September 26, 2006
Airline Restrictions Build Smaller Brand Names
The US is to “relax” its ban on liquids on planes, restricting travellers to 3 oz. containers or less if they are in “zip-top bags,” according to Yahoo News.
This seems like another opportunity for web sites and business that have sprung up to deal with the new rules, like www.mywetstuff.com, for example. Little bottles of toiletries that look like “samples” offer airlines wonderful co-branding opportunities.
In fact, UK based easyGroup must already be ahead of the curve: they offer us easyJet as well as easy4men, a cosmetics line that is sure to be resized. So it seems that whoever can imaginatively and immediately introduce new toiletry products that come pre-bagged and in small containers will have a distinct edge.
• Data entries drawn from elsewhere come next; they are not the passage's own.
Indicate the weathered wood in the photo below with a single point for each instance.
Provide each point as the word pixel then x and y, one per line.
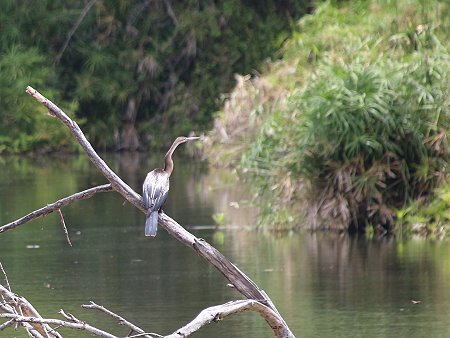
pixel 49 208
pixel 241 282
pixel 219 312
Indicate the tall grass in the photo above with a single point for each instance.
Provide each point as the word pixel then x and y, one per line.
pixel 361 126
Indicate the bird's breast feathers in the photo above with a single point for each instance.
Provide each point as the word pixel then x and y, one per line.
pixel 155 187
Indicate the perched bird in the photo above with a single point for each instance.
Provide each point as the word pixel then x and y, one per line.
pixel 156 187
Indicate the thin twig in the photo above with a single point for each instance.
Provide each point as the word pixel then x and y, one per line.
pixel 49 208
pixel 64 227
pixel 74 28
pixel 6 277
pixel 236 277
pixel 80 326
pixel 120 319
pixel 219 312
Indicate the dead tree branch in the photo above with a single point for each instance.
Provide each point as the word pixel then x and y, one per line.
pixel 241 282
pixel 120 319
pixel 49 208
pixel 219 312
pixel 43 321
pixel 16 306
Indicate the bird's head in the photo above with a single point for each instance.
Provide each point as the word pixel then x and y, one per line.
pixel 183 139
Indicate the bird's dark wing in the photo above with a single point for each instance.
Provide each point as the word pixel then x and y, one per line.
pixel 155 189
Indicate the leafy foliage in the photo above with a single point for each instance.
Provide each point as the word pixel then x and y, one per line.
pixel 360 126
pixel 133 70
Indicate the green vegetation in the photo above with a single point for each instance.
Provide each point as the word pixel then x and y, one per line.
pixel 353 124
pixel 133 72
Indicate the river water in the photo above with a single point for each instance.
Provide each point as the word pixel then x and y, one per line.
pixel 324 285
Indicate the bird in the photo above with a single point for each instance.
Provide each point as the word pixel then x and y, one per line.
pixel 156 187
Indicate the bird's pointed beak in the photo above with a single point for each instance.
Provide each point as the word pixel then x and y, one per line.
pixel 191 138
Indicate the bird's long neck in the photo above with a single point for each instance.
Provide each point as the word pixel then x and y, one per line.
pixel 168 162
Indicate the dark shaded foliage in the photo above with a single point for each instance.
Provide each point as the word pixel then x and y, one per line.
pixel 136 71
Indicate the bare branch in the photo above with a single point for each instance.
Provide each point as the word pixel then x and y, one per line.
pixel 219 312
pixel 121 320
pixel 19 306
pixel 236 277
pixel 74 28
pixel 63 223
pixel 82 195
pixel 6 277
pixel 79 326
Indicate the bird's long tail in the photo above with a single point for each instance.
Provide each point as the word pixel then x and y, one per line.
pixel 151 223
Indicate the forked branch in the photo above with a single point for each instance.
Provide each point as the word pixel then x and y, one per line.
pixel 236 277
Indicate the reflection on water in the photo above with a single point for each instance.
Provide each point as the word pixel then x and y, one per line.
pixel 323 285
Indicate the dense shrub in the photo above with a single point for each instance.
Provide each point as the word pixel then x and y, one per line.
pixel 361 128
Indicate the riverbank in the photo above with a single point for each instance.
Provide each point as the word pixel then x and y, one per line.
pixel 350 129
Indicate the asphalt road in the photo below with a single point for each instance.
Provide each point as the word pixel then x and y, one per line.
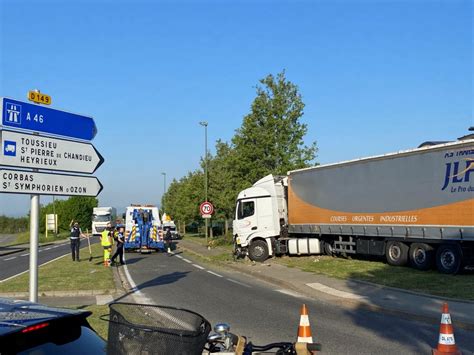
pixel 264 313
pixel 17 263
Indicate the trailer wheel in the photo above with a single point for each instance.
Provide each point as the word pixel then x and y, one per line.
pixel 396 253
pixel 449 258
pixel 421 256
pixel 329 248
pixel 258 251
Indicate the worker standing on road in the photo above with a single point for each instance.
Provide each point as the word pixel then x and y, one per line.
pixel 119 239
pixel 168 240
pixel 106 242
pixel 75 238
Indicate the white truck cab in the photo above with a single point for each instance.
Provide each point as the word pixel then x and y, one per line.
pixel 261 212
pixel 101 216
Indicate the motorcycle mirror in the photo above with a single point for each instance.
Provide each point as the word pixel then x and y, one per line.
pixel 222 328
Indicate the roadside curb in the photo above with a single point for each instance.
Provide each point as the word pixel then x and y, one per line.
pixel 337 300
pixel 412 292
pixel 8 252
pixel 61 293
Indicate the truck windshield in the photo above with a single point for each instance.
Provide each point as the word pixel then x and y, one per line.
pixel 101 218
pixel 245 209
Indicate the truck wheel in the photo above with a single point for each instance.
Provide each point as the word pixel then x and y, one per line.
pixel 329 248
pixel 421 256
pixel 258 251
pixel 396 253
pixel 449 258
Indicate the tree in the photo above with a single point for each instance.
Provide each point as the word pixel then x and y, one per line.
pixel 270 140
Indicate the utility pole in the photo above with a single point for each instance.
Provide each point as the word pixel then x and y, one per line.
pixel 164 190
pixel 34 241
pixel 204 124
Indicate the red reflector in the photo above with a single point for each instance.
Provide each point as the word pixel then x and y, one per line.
pixel 35 327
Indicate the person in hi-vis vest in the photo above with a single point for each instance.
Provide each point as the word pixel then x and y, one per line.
pixel 106 241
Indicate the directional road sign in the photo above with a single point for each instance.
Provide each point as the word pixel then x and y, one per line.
pixel 25 116
pixel 32 151
pixel 26 182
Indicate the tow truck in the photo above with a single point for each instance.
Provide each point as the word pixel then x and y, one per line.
pixel 142 229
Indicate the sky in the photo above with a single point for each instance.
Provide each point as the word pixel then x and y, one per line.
pixel 376 76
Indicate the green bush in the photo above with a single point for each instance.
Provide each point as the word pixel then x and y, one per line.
pixel 11 225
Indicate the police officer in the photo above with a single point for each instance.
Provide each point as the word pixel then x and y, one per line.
pixel 75 238
pixel 119 251
pixel 106 242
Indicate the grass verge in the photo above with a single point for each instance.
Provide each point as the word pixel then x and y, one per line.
pixel 66 275
pixel 430 282
pixel 24 238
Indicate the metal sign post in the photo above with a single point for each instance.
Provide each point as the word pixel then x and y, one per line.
pixel 34 242
pixel 21 124
pixel 34 239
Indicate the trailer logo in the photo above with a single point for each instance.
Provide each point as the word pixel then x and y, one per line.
pixel 458 172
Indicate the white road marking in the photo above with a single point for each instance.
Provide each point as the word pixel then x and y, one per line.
pixel 332 291
pixel 139 297
pixel 239 283
pixel 213 273
pixel 291 293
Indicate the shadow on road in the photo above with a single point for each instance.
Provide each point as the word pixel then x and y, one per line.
pixel 158 281
pixel 423 333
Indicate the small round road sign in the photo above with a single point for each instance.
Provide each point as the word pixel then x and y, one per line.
pixel 206 208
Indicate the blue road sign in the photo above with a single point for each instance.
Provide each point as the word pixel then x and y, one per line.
pixel 25 116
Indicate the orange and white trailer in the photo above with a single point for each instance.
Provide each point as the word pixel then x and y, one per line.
pixel 412 206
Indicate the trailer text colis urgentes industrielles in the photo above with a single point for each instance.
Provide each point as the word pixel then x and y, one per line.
pixel 413 206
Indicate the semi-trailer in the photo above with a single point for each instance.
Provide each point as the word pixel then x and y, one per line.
pixel 414 206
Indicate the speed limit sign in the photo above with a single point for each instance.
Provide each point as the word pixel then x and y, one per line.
pixel 206 209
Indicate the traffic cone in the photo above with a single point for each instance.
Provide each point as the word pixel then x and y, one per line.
pixel 304 329
pixel 446 343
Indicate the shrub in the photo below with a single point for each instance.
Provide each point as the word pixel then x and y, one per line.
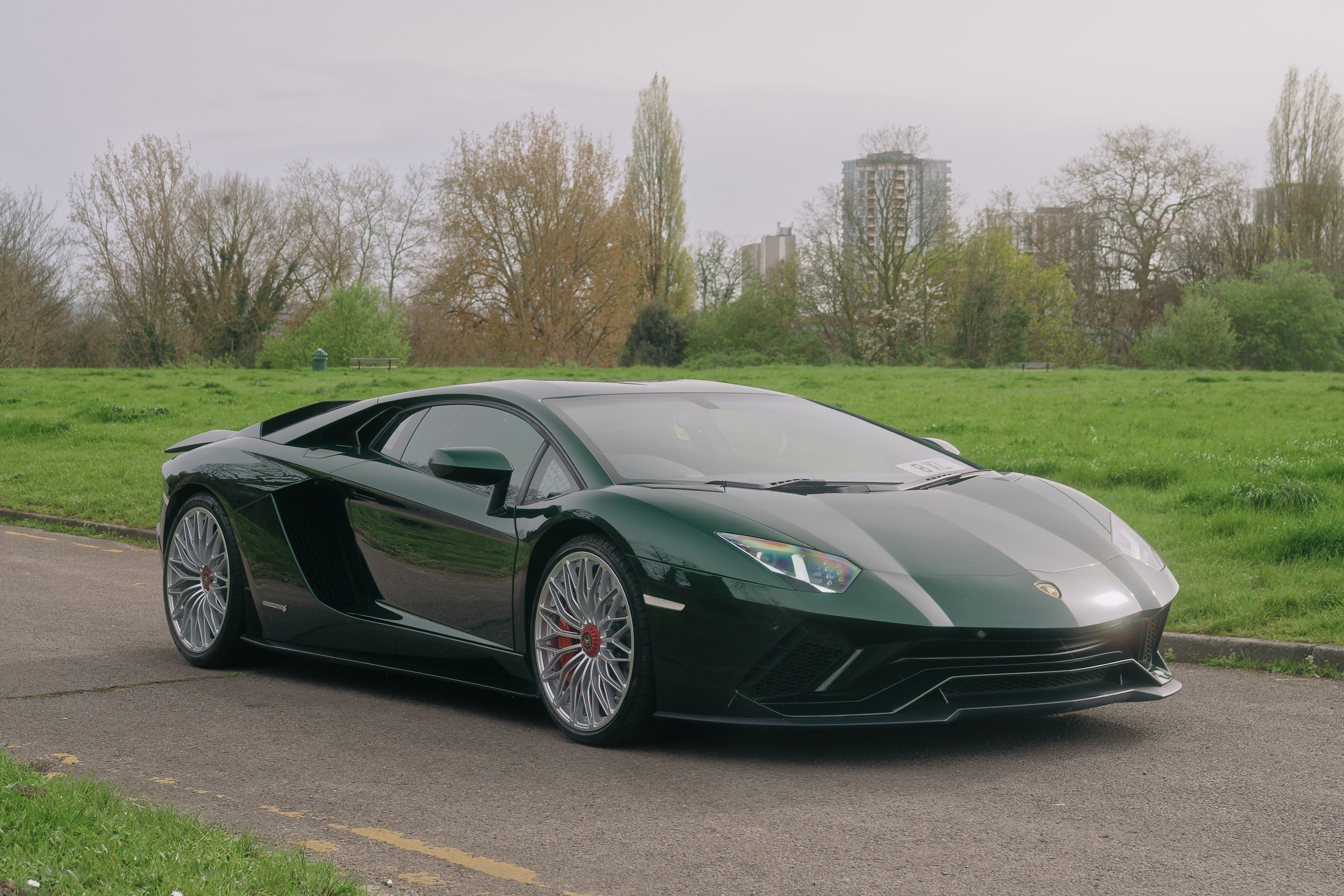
pixel 656 338
pixel 1195 334
pixel 761 327
pixel 1287 319
pixel 353 323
Are you listening, small brands?
An article in the Hartford Courant illustrates all the different, heretofore little known product names that are benefiting from the new air travel restrictions, and which are scrambling to take market share from the lucrative business traveller market.
Brand names that are niche products now, like Superbrite Dry Mouthwash, or Burt' Bees Shampoo Bars are taking center stage over the big names from Proctor and Gamble that are either too wet or big to take onboard. Hotels are already getting into the act -- Clinique has hugely benefited from the ban, but so have the Omni, Wyndham and Marriot brand names.
Hotels supply these to customers and gain their kudos, but think about it: If you were to be the high-end, small-time toiletry maker that offered an entire range of products in 1-3 oz bottles, your first customers would probably be hotel buyers.
And what about Ziploc, the brand name that is - let’s face it - synonymous with the term “zip top bag”? It seems like now is the right time to push their very middle class brand name to travellers and yuppies and not simply stay-at-home moms and brown baggers.
Ziploc has an opportunity to offer prepackaged deals with cosmetics and toiletry manufacturers, and co-brand with high-end product names like Clinique and L’Oreal. If these restrictions stay, I would imagine it should be a breeze to get a carton of shampoos all individually packed in Ziploc bags that would fit in a briefcase or carry on.
Or maybe they should create a “travellers” Ziploc brand extension that offers slightly smaller bags to accommodate those little shampoo bottles. Ziploc, if you don’t do it, some other "zip-top bag" maker will -- and probably one you’ve never heard of.